Wann haben Sie sich entschieden, Musiklehrer zu werden?

Relativ spät, als Abiturient am Geretsrieder Gymnasium hatte ich Kunst-Leistungskurs gewählt. Dann kam Bernhard Zink als Musiklehrer an unsere Schule und hat seine Musical-Projekte gemacht - das hat nicht nur mich, sondern viele von uns beeinflusst. Er hat uns durch seine Arbeit angespornt, bei der Musik zu bleiben.

Hätte es Sie nicht gereizt, Berufsmusiker zu werden?

Ich habe mir am Ende des Schulmusik-Studiums überlegt, Chorleitung als Hauptfach weiterzustudieren. Für die Arbeit mit Laien - in der Schule, im Kirchenchor, bei Projekten - ist eine ausgereifte Musikerpersönlichkeit wichtig. Aber entscheidend ist letztlich die Erfahrung, die man sammelt und die eigene Begeisterung für die Musik.

Beneiden Sie manchmal Ihren Bruder?

Wenn ich auf Facebook sehe, dass er in New York im 20. Stock wohnt und die besten Lehrer hat, die man sich vorstellen kann, dann finde ich das toll. Ich freue mich da wirklich sehr für ihn, weil er sich das mit seiner Arbeit hart erkämpft hat: sehr diszipliniert, perfektionistisch im positiven Sinne.
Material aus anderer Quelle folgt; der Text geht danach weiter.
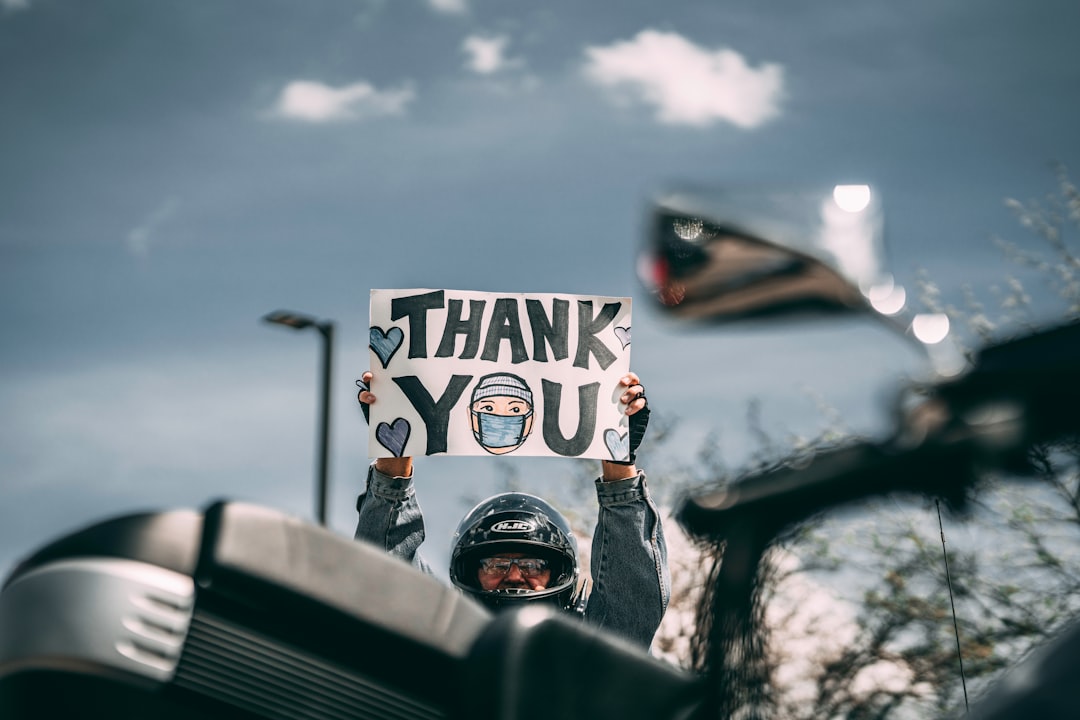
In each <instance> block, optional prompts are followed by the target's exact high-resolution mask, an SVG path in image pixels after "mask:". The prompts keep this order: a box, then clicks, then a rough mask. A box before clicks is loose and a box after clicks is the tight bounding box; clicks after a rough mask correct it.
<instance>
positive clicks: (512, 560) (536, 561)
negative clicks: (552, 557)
mask: <svg viewBox="0 0 1080 720" xmlns="http://www.w3.org/2000/svg"><path fill="white" fill-rule="evenodd" d="M512 565H516V566H517V569H518V570H519V571H521V573H522V574H523V575H525V576H526V578H536V576H537V575H539V574H540V573H542V572H543V571H544V570H546V569H548V560H541V559H540V558H531V557H530V558H524V557H523V558H510V557H486V558H484V559H483V560H481V561H480V571H481V572H482V573H483V574H485V575H489V576H491V578H502V576H503V575H505V574H507V573H508V572H510V566H512Z"/></svg>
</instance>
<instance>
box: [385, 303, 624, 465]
mask: <svg viewBox="0 0 1080 720" xmlns="http://www.w3.org/2000/svg"><path fill="white" fill-rule="evenodd" d="M630 330H631V300H630V298H607V297H599V296H588V295H551V294H523V293H476V291H465V290H432V289H395V290H372V298H370V326H369V335H368V348H369V350H370V369H372V373H373V378H372V383H370V385H372V386H370V391H372V392H373V393H374V394H375V396H376V398H377V402H376V403H374V404H373V405H372V406H370V418H369V422H368V454H369V456H370V457H373V458H392V457H405V456H433V454H447V456H486V454H491V456H505V454H510V453H513V454H515V456H546V457H564V458H597V459H600V460H625V459H626V457H627V454H629V447H627V446H629V441H627V433H626V430H627V418H626V416H625V415H623V413H624V411H625V409H626V406H625V405H623V404H621V403H620V402H619V397H620V395H621V394H622V392H623V390H624V389H623V388H622V386H621V385H619V379H620V378H621V377H622V376H624V375H625V373H626V372H627V371H629V370H630Z"/></svg>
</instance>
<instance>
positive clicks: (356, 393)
mask: <svg viewBox="0 0 1080 720" xmlns="http://www.w3.org/2000/svg"><path fill="white" fill-rule="evenodd" d="M356 386H357V388H360V389H361V390H370V389H369V388H368V386H367V383H365V382H364V381H363V380H357V381H356ZM356 399H357V400H359V399H360V393H356ZM360 411H361V412H363V413H364V422H367V423H369V422H370V421H372V418H370V416H372V408H370V406H369V405H368V404H367V403H361V404H360Z"/></svg>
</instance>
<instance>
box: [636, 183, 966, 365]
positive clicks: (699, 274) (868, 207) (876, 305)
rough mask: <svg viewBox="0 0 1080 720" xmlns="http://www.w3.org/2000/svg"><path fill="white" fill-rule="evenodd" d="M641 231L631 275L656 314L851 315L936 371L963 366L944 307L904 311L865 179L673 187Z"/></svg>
mask: <svg viewBox="0 0 1080 720" xmlns="http://www.w3.org/2000/svg"><path fill="white" fill-rule="evenodd" d="M647 232H648V237H647V242H646V246H645V249H644V252H643V254H642V256H640V257H639V259H638V276H639V279H640V281H642V282H643V283H644V285H645V286H646V288H647V289H648V290H649V293H650V295H651V297H652V298H653V299H654V300H656V301H657V305H658V307H659V308H660V309H661V312H662V313H663V314H665V315H669V316H673V317H676V318H680V320H686V321H697V322H708V323H731V322H741V321H746V320H761V318H766V320H785V321H787V320H795V318H805V317H814V316H822V315H837V314H863V315H869V316H872V317H874V318H875V320H876V321H878V322H881V323H883V324H886V325H887V326H889V327H890V328H891V329H892V330H894V331H896V332H899V334H900V335H902V336H903V337H904V338H905V339H907V340H908V341H913V342H914V343H915V344H916V345H917V347H918V349H919V351H920V352H921V353H922V354H923V355H926V356H928V358H929V359H930V362H931V365H932V366H933V368H934V370H935V371H936V372H939V373H941V375H955V373H956V372H958V371H959V370H960V369H962V367H963V365H964V363H963V361H962V358H961V357H960V355H959V352H958V351H957V349H956V347H955V345H954V344H953V342H943V341H944V340H945V339H946V337H947V336H948V318H947V317H946V316H944V315H931V314H919V315H912V314H910V313H908V312H906V311H907V295H906V291H905V289H904V288H903V287H902V286H901V285H899V284H896V283H895V282H894V281H893V277H892V275H891V274H889V272H888V271H887V263H886V258H885V222H883V216H882V210H881V202H880V199H879V196H878V193H877V191H875V190H874V189H872V188H870V187H869V186H865V185H849V186H832V187H827V188H795V189H767V190H755V189H748V188H735V187H717V188H683V189H675V190H672V191H669V192H664V193H662V194H660V195H659V196H658V198H657V200H656V201H654V202H653V205H652V208H651V214H650V217H649V226H648V231H647ZM908 317H909V320H908Z"/></svg>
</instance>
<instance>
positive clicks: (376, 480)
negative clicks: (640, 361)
mask: <svg viewBox="0 0 1080 720" xmlns="http://www.w3.org/2000/svg"><path fill="white" fill-rule="evenodd" d="M372 380H373V375H372V372H369V371H368V372H365V373H364V376H363V379H362V382H363V385H362V389H361V391H360V394H359V399H360V403H361V405H362V408H363V409H364V410H365V417H367V415H368V407H369V406H372V405H373V404H375V402H376V396H375V395H374V394H373V393H372V392H370V391H369V390H368V388H369V386H370V383H372ZM620 390H621V393H620ZM615 392H616V393H618V397H619V402H620V405H621V406H624V407H625V410H624V413H625V416H626V417H627V420H629V426H627V433H626V443H627V446H629V457H627V458H626V459H625V460H620V461H615V460H604V461H602V468H600V471H602V472H600V477H599V478H597V480H596V495H597V501H598V503H599V515H598V519H597V526H596V529H595V532H594V534H593V546H592V567H591V570H592V576H593V581H594V586H593V589H592V592H591V593H589V592H588V588H585V587H582V585H583V583H581V582H580V579H579V567H578V555H577V541H576V540H575V539H573V534H572V532H571V530H570V526H569V522H567V520H566V518H565V517H563V515H562V514H561V513H558V511H556V510H555V508H554V507H552V506H551V505H550V504H549V503H546V502H544V501H543V500H541V499H540V498H537V497H535V495H530V494H527V493H522V492H508V493H502V494H499V495H496V497H494V498H489V499H488V500H485V501H484V502H482V503H481V504H480V505H477V506H476V507H475V508H473V511H471V512H470V513H469V514H468V515H467V516H465V517H464V518H463V519H462V521H461V524H460V525H459V527H458V530H457V532H456V533H455V538H454V548H453V552H451V560H450V580H451V582H453V583H454V585H455V586H457V587H458V588H460V589H461V590H462V592H463V593H465V594H467V595H469V596H471V597H473V598H475V599H477V600H478V601H481V602H482V603H484V604H486V606H488V607H490V608H494V609H499V608H505V607H514V606H519V604H522V603H526V602H548V603H553V604H554V606H556V607H558V608H561V609H563V610H567V611H571V612H580V613H581V614H582V615H583V617H584V620H585V622H588V623H591V624H593V625H595V626H597V627H599V628H602V629H605V630H608V631H611V633H615V634H617V635H619V636H621V637H623V638H625V639H629V640H631V641H634V642H637V643H639V644H642V646H644V647H646V648H647V647H648V646H649V644H650V643H651V641H652V636H653V635H654V634H656V630H657V628H658V627H659V626H660V621H661V620H662V617H663V614H664V611H665V610H666V607H667V601H669V599H670V595H671V580H670V575H669V570H667V549H666V545H665V541H664V533H663V527H662V525H661V521H660V515H659V513H658V512H657V507H656V505H654V504H653V503H652V500H651V499H650V497H649V492H648V488H647V486H646V478H645V473H644V472H640V471H638V470H637V466H636V464H635V462H636V450H637V448H638V446H639V445H640V443H642V439H643V438H644V437H645V431H646V429H647V427H648V419H649V412H650V410H649V407H648V400H647V399H646V397H645V388H644V386H643V385H642V383H640V380H639V379H638V377H637V376H636V375H635V373H633V372H626V373H625V375H624V376H622V377H621V378H620V379H619V380H618V388H617V389H616V390H615ZM467 397H470V405H469V408H470V417H471V420H472V431H473V435H474V437H475V440H476V443H478V444H480V446H481V447H483V448H484V449H485V450H486V451H487V452H491V453H494V454H501V453H504V452H510V451H512V450H514V449H515V448H517V447H518V446H521V445H522V443H524V441H525V439H526V438H527V437H528V436H529V433H530V432H531V427H532V417H534V415H532V412H534V398H532V393H531V390H530V389H529V386H528V384H527V383H526V382H525V381H524V380H522V378H519V377H517V376H516V375H513V373H508V372H495V373H490V375H488V376H486V377H483V378H481V379H480V380H478V382H477V383H476V385H475V388H474V390H473V393H472V395H471V396H470V395H467ZM356 510H357V513H359V519H357V524H356V532H355V538H356V539H357V540H363V541H367V542H372V543H374V544H376V545H379V546H381V547H382V548H384V549H386V551H387V552H389V553H391V554H392V555H395V556H397V557H401V558H402V559H404V560H406V561H408V562H411V563H413V565H414V566H416V567H419V568H420V569H422V570H424V571H429V572H430V568H429V567H428V566H427V565H426V562H424V561H423V559H421V556H420V554H419V553H418V549H419V547H420V544H421V543H422V542H423V539H424V526H423V515H422V513H421V511H420V505H419V503H418V502H417V498H416V493H415V489H414V485H413V458H411V457H409V456H404V457H379V458H376V460H375V461H374V462H373V463H372V465H370V466H369V468H368V474H367V484H366V489H365V491H364V492H363V493H362V494H361V495H360V497H359V498H357V501H356Z"/></svg>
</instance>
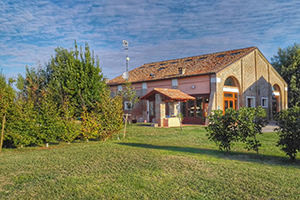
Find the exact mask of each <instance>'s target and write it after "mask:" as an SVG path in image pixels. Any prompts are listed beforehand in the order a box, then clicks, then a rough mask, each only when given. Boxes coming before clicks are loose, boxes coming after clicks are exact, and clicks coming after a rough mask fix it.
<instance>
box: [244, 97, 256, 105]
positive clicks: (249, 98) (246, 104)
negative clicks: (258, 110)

Es ist schön zu sehen, wie weit er gekommen ist und vermutlich noch kommen wird. Aber ich merke auch, wie viel Spaß es mir macht, Menschen, die eigentlich gar nichts mit Musik zu tun haben, zu zeigen, wie erfüllend das ist. Wir arbeiten auf unterschiedlichen Ebenen, die, glaube ich, gleichermaßen wichtig sind: Mein Bruder mit Spitzenmusikern, ich mit Laien.

Gibt es Imbrothersation noch?

Ja! Auch wenn es nicht einfach ist, Termine zum Proben und Auftreten zu finden. Ende Juni werden wir ein Konzert in Geretsried und vermutlich eines in Dachau geben. Das Grundlegende beim Musizieren ist sofort wieder da, wenn wir uns hinsetzen. An den Feinheiten muss man dann noch feilen. Aber wir genießen es, auf diese Art Jazz zu spielen: Aus dem Bauch und aus dem Herzen.

Welche Bedeutung hatte der Tassilo-Preis für Sie?

Für uns war Imbrothersation zunächst nur unser kleines Projekt. Dass wir plötzlich von einer höheren Instanz wahrgenommen wurden, dass wir im SZ-Hochhaus von Klaus Doldinger einen Preis überreicht bekommen haben, das war toll, inspirierend, ein neuer Ansporn, sich weiter zu professionalisieren und die Suche nach neuer Musik weiterzuführen.